2016 Fiscal Year Annual Research Report
ユーラシア中央部・南部でのヒグマ多様性変遷の探求と北海道ヒグマ三系統の起源解明
Project/Area Number |
15H04410
|
Research Institution | Hokkaido University |
Principal Investigator |
増田 隆一 北海道大学, 理学研究院, 教授 (80192748)
|
Co-Investigator(Kenkyū-buntansha) |
大舘 智志 北海道大学, 低温科学研究所, 助教 (60292041)
|
Project Period (FY) |
2015-04-01 – 2019-03-31
|
Keywords | ヒグマ / ユーラシア / 多様性 / 起源 / 系統地理学 |
Outline of Annual Research Achievements |
本研究の目的は、これまでヒグマの系統地理的特徴が十分に解明されていないユーラシア中央部・南部・バルカン半島等におけるヒグマを対象としてその分子系統地理学的特徴を調査分析することである。さらに、北海道に見られる3系統のヒグマの起源を解明するも目標である。本年度は、母系遺伝するミトコンドリアDNAの系統地理的特徴と父系遺伝するY染色体DNAの分子系統地理的特徴に着目して研究を進めた。 その成果として、バルカン半島に位置するブルガリアにおける古代ヒグマについて、ミトコンドリアDNAのAPLP法(amplified product length polymorphism)を適用したところ、ユーラシアのヒグマハプログループの西系統に分類されることが明らかとなった。さらに、ミトコンドリアDNAコントロール領域の部分配列について、遺伝子増幅(PCR)産物ダイレクトシーケンス法によって決定し分子系統関係を解析したところ、現在のバルカン半島に分布するヒグマ系列と同系列であった。さらに古代ヒグマにおいて塩基配列の多型を見出した。 また、父系遺伝子から北海道ヒグマの起源を探求するため、Y染色体DNA塩基配列に基づいた分子系統解析を行ったところ、北海道のヒグマ集団とユーラシア大陸ヒグマ集団との間に遺伝的分化があることが見出された。

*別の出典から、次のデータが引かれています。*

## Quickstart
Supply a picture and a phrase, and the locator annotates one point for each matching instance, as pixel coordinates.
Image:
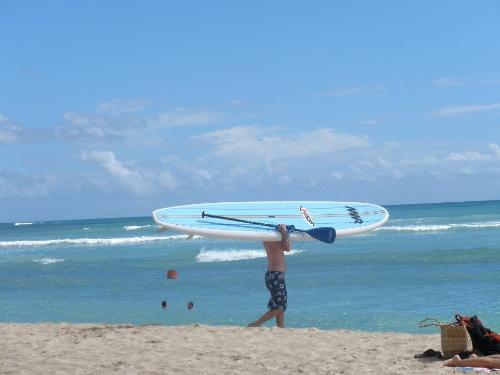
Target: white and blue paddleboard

しかし、北海道内での地域変異は小さいものであった。これはオスの広い行動範囲に起因するものであり、母系遺伝するミトコンドリアDNAの分子系統地理学的特徴とは異なっていた。 以上の成果は現在、投稿論文としてまとめているところである。
|
Current Status of Research Progress |
Current Status of Research Progress
2: Research has progressed on the whole more than it was originally planned.
Reason
本年度はヒグマY染色体DNAの分子系統学的解析の成果をまとめることができたため、現在、投稿準備中である。
|
Strategy for Future Research Activity |
現在分析中の成果をまとめるとともに、新しい標本の収集と分析を継続する。 また、ヨーロッパ産ヒグマのミトコンドリアゲノム情報がデータベースに公表された際には、私たちの従来のデータと比較解析し、ユーラシア全体のヒグマについて単一塩基多型を検出できるAPLP法を開発する。それにより、より広い地域のヒグマ集団についてハプログループを分類し、系統地理的研究を推進できるようにする。